The principles and embodiments of the present utility model have been described in this specification with reference to specific examples, the description of which is only for the purpose of aiding in understanding the method of the present utility model and its core ideas; also, it is within the scope of the present utility model to be modified by those of ordinary skill in the art in light of the present teachings. In view of the foregoing, this description should not be construed as limiting the utility model.

Claims (8)

1. The flexible floating type photovoltaic system capable of eliminating waves and draining water is characterized by comprising a flexible supporting surface, a photovoltaic module, a peripheral buoyancy ring, an annular steel frame and a mooring module; the outer side of the annular steel frame is provided with the peripheral buoyancy ring, the annular steel frame is connected with one end of the mooring component, and the other end of the mooring component is anchored on the seabed; the flexible supporting surface is arranged on the inner side of the annular steel frame, and the photovoltaic module is arranged on the flexible supporting surface; the flexible supporting surface comprises a spinning cloth layer and buoyancy ribs; the upper surface of the woven cloth layer is provided with a plurality of buoyancy ribs, and the photovoltaic module is arranged between the adjacent buoyancy ribs.

2. The wave-attenuating and water-draining flexible floating photovoltaic system according to claim 1, wherein the buoyancy rib is made of woven fabric, and the buoyancy rib is connected with the woven fabric layer by stitching.

3. The wave-attenuating, water-draining, flexible, floating photovoltaic system of claim 1, wherein buoyancy filler is disposed within the buoyancy rib.

4. The wave-attenuating and water-draining flexible floating photovoltaic system according to claim 1, wherein the upper surface of the woven cloth layer is provided with a plurality of buoyancy ribs in parallel along the longitudinal direction.

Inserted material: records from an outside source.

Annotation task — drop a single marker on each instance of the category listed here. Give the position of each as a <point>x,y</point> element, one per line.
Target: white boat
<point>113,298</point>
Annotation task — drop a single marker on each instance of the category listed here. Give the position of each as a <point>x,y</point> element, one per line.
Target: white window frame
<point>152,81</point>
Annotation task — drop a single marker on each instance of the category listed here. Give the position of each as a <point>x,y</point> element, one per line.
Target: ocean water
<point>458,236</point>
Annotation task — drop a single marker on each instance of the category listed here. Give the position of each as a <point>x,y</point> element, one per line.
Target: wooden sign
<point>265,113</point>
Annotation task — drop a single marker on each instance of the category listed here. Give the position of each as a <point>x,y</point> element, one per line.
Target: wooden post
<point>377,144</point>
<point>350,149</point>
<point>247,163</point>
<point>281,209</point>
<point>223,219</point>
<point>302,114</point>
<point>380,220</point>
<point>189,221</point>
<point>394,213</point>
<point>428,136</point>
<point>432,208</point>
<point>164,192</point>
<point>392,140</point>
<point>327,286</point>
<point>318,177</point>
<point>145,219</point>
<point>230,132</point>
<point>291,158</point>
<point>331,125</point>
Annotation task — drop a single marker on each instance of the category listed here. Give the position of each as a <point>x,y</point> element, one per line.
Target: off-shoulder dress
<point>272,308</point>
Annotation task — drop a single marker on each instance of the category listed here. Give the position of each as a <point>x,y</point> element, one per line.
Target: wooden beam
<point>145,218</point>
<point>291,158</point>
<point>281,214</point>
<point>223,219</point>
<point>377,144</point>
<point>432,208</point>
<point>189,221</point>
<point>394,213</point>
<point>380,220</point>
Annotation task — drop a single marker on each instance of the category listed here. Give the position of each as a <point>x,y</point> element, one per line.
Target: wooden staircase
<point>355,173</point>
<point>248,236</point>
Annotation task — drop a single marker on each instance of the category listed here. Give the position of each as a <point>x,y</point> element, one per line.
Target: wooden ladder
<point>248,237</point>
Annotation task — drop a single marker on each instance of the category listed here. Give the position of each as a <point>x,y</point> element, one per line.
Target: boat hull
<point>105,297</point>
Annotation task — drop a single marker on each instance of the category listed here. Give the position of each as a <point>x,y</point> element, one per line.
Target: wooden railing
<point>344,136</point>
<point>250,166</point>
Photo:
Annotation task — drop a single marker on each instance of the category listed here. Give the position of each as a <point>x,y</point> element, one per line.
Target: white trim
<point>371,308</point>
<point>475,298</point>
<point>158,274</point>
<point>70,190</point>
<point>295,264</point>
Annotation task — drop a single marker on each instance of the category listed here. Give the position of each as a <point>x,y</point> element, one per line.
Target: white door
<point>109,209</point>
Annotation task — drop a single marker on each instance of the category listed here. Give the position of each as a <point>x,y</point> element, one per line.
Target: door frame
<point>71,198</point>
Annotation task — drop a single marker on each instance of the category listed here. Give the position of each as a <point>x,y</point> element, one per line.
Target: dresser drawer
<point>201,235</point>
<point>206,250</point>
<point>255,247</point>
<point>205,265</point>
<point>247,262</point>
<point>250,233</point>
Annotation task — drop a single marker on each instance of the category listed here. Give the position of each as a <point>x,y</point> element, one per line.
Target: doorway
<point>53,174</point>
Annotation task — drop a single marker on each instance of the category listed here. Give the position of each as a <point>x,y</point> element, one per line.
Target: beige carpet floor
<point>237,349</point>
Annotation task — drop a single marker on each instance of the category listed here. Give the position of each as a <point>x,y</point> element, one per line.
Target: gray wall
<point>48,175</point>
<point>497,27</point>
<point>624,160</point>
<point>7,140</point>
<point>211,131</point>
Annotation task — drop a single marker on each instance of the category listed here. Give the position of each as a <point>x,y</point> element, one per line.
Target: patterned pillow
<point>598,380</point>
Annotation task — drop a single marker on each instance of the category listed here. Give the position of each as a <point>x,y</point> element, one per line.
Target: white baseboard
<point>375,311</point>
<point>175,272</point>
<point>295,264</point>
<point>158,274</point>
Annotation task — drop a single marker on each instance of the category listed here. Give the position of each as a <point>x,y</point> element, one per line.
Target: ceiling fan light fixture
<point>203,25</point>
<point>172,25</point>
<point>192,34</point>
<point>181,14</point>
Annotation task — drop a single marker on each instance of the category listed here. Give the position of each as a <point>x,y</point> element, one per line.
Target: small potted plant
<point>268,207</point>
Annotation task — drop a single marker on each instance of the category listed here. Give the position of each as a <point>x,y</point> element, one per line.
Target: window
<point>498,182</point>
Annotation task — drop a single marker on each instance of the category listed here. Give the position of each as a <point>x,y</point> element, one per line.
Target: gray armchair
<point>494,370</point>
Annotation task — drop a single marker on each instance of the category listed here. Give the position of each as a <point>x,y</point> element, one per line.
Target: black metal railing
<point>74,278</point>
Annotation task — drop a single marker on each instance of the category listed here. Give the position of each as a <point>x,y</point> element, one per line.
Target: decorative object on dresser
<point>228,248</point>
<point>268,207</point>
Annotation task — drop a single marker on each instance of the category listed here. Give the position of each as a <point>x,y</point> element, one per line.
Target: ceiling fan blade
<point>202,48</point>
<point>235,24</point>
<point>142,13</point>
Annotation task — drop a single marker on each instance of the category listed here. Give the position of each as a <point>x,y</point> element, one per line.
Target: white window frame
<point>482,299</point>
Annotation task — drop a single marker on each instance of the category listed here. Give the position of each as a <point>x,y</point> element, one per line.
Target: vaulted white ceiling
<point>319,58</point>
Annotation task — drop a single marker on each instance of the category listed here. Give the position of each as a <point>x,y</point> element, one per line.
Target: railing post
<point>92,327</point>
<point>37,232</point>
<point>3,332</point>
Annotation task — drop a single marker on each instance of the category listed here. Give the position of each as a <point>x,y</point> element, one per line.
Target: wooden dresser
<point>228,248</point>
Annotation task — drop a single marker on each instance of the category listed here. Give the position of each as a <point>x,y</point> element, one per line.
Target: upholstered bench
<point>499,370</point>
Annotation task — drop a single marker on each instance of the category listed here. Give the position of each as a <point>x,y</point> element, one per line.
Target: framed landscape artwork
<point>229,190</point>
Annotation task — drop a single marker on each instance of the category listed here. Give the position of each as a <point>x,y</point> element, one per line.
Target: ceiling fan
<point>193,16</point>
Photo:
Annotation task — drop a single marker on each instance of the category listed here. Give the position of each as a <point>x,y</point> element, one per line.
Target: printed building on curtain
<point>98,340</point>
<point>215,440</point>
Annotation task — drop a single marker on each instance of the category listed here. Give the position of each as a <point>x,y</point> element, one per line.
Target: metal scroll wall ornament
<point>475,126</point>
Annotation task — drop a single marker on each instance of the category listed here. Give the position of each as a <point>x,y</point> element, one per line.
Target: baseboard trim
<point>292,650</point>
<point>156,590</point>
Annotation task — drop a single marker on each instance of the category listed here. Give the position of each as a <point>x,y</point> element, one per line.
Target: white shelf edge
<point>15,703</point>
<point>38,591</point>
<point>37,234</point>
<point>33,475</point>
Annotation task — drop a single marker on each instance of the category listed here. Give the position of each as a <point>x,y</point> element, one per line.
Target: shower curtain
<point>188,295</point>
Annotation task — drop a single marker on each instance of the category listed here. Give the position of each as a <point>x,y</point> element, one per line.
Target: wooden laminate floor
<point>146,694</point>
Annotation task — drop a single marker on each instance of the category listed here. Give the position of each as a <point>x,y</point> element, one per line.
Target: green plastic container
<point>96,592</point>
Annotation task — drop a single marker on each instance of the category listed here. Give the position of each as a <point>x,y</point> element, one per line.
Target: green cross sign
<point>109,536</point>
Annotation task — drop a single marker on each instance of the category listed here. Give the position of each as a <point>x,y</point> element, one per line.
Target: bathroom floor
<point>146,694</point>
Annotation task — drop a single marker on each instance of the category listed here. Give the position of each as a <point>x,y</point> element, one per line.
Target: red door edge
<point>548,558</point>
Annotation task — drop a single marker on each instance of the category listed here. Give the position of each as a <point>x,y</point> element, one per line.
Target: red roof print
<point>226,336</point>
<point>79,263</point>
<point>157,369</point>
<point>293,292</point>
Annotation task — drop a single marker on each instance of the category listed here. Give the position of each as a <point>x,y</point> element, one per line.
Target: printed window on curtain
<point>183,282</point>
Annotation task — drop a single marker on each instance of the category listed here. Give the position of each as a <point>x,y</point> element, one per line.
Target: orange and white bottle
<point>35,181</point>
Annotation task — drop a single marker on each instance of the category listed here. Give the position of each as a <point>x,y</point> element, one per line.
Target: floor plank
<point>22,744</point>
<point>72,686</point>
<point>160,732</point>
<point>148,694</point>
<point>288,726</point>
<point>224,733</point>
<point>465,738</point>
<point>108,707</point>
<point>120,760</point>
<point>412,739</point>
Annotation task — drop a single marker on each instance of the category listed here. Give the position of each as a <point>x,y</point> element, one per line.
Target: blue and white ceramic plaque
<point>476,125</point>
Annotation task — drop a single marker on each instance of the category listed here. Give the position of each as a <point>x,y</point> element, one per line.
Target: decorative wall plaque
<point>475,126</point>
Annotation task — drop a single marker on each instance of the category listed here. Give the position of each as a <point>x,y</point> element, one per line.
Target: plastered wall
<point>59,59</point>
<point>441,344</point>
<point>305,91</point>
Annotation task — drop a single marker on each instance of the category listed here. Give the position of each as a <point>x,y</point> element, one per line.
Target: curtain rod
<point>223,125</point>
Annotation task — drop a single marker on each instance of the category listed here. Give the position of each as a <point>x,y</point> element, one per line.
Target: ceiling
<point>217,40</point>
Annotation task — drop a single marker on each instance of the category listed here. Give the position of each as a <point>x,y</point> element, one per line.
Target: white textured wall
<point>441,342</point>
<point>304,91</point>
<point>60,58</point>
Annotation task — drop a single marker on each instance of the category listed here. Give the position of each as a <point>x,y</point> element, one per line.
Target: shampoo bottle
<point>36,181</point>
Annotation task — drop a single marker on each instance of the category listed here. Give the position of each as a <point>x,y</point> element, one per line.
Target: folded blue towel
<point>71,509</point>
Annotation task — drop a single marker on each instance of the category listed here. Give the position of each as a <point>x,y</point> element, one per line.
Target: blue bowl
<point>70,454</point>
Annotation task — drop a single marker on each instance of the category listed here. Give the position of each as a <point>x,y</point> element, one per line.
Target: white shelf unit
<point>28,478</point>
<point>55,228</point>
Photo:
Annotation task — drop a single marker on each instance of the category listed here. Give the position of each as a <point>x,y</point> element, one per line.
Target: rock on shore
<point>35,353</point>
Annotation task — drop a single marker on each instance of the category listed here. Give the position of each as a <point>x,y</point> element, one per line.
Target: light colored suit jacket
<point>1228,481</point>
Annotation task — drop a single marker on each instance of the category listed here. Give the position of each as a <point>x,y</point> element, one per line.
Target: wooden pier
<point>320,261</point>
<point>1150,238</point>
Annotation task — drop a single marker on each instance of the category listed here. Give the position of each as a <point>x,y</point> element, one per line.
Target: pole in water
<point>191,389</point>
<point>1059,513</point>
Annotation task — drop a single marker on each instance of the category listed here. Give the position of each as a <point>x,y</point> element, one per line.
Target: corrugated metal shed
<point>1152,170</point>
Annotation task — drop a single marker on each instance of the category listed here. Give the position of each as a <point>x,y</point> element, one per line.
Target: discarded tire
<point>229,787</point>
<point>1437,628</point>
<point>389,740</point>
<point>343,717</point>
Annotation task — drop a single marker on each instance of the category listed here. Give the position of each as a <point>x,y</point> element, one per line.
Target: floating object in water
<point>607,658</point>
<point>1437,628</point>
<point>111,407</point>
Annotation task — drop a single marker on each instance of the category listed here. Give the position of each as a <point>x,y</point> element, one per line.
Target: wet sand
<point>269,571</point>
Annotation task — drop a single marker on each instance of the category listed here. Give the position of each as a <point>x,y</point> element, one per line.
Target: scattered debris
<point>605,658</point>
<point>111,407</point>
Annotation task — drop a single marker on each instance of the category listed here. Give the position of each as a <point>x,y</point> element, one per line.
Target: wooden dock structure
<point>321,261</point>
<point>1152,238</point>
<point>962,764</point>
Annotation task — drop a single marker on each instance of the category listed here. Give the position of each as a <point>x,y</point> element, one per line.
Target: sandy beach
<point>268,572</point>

5. The wave-attenuating and water-draining flexible floating photovoltaic system according to claim 1, wherein the upper surface of the woven cloth layer is provided with a plurality of longitudinal buoyancy ribs and a plurality of transverse buoyancy ribs.

6. The wave-attenuating and water-draining flexible floating photovoltaic system according to claim 1, wherein the upper surface of the woven cloth layer is provided with a plurality of buoyancy ribs, and the plurality of buoyancy ribs are arranged along a rectangular array.

7. The flexible floating photovoltaic system capable of eliminating waves and draining water according to claim 1, wherein the surrounding of the woven cloth layer is wrapped with the annular steel frame and then is connected by stitching.

8. The wave-breaking drainage flexible floating photovoltaic system according to claim 1, wherein the mooring component comprises a mooring line and an anchor; one end of the mooring rope is connected with the annular steel frame, and the other end of the mooring rope is connected with the anchor.